I am not otherwise an Ambari expert, so tomorrow I’ll get it reviewed by an 
Ambari development engineer.

Ambari-server runs on one node, and Ambari-agent runs on each of all the nodes.
Ambari-server has a private set of py, xml, and template files, which together 
are used both to generate the Ambari configuration GUI, with defaults, and to 
generate configuration files (of any needed filetype) for the various Stack 
components.
Ambari-server also has a database where it stores the schema related to these 
files, so even if you reach in and edit Ambari’s files, it will Error out if 
the set of parameters or parameter names changes.  The historical information 
about configuration changes is also stored in the db.
For each component (and in the case of Metron, for each topology), there is a 
python file which controls the logic for these actions, among others:
- Install
- Start / stop / restart / status
- Configure

It is actually up to this python code (which we wrote for the Metron Mpack) 
what happens in each of these API calls.  But the current code, and I believe 
this is typical of Ambari-managed components, performs a “Configure” action 
whenever you press the “Save” button after changing a component config in 
Ambari, and also on each Install and Start or Restart.
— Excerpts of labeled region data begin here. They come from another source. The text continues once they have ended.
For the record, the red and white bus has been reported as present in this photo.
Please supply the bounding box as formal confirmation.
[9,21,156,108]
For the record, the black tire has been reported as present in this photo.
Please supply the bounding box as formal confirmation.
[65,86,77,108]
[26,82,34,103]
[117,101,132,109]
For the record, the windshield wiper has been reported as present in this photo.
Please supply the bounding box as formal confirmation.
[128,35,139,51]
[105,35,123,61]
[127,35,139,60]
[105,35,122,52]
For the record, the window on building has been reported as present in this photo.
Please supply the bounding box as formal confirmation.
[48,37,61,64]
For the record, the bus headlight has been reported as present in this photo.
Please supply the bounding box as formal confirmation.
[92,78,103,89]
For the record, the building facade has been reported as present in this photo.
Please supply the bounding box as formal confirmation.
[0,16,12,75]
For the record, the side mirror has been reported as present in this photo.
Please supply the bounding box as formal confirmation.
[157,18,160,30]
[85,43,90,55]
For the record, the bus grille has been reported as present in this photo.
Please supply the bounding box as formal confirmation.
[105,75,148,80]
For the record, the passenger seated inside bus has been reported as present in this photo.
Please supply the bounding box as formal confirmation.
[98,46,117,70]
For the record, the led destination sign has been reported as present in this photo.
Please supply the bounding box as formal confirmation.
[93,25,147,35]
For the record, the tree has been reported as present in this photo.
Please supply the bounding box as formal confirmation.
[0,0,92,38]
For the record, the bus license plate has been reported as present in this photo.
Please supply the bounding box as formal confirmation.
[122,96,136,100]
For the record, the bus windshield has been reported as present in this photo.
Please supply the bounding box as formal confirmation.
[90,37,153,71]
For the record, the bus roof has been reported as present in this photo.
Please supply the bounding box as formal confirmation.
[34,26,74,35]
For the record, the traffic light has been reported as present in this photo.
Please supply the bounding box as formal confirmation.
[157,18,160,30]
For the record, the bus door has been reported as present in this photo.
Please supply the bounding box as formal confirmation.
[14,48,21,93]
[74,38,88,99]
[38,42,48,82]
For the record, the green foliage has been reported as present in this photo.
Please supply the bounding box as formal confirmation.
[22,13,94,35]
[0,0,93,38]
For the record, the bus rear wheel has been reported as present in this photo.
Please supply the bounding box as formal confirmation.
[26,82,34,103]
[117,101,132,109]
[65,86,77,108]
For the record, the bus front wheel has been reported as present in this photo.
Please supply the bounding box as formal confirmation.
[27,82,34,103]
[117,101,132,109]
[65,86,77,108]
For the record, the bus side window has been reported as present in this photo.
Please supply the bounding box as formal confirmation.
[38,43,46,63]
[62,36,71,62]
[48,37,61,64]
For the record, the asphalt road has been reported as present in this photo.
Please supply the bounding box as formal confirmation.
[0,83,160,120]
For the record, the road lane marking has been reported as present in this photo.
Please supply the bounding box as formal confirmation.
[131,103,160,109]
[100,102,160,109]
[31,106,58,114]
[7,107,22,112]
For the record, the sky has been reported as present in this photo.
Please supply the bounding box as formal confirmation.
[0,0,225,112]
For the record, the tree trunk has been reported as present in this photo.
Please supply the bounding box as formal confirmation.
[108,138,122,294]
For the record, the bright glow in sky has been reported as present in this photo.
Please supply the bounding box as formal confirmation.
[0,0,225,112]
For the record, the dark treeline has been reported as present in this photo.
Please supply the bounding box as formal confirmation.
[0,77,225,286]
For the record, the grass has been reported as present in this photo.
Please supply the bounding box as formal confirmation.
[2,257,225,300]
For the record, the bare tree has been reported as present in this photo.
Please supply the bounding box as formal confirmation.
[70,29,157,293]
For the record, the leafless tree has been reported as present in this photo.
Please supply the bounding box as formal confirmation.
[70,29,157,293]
The Configure action consists of approximately the following sequence (see 
disclaimer above :-)
- Recreate the generated config files, using the template files and the actual 
configuration most recently set in Ambari
o Note this is also under the control of python code that we wrote, and this is 
the appropriate place to push to ZK if desired.
- Propagate those config files to each Ambari-agent, with a command to set them 
locally
- The ambari-agents on each node receive the files and write them to the 
specified locations on local storage

Ambari-server then whines that the updated services should be restarted, but 
does not initiate that action itself (unless of course the initiating action 
was a Start command from the administrator).

Make sense?  It’s all quite straightforward in concept, there’s just an awful 
lot of stuff wrapped around that to make it all go smoothly and handle the 
problems when it doesn’t.

There’s additional complexity in that the Ambari-agent also caches (on each 
node) both the template files and COMPILED forms of the python files (.pyc) 
involved in transforming them.  The pyc files incorporate some amount of 
additional info regarding parameter values, but I’m not sure of the form.  I 
don’t think that changes the above in any practical way unless you’re trying to 
cheat Ambari by reaching in and editing its files directly.  In that case, you 
also need to whack the pyc files (on each node) to force the data to be 
reloaded from Ambari-server.  Best solution is don’t cheat.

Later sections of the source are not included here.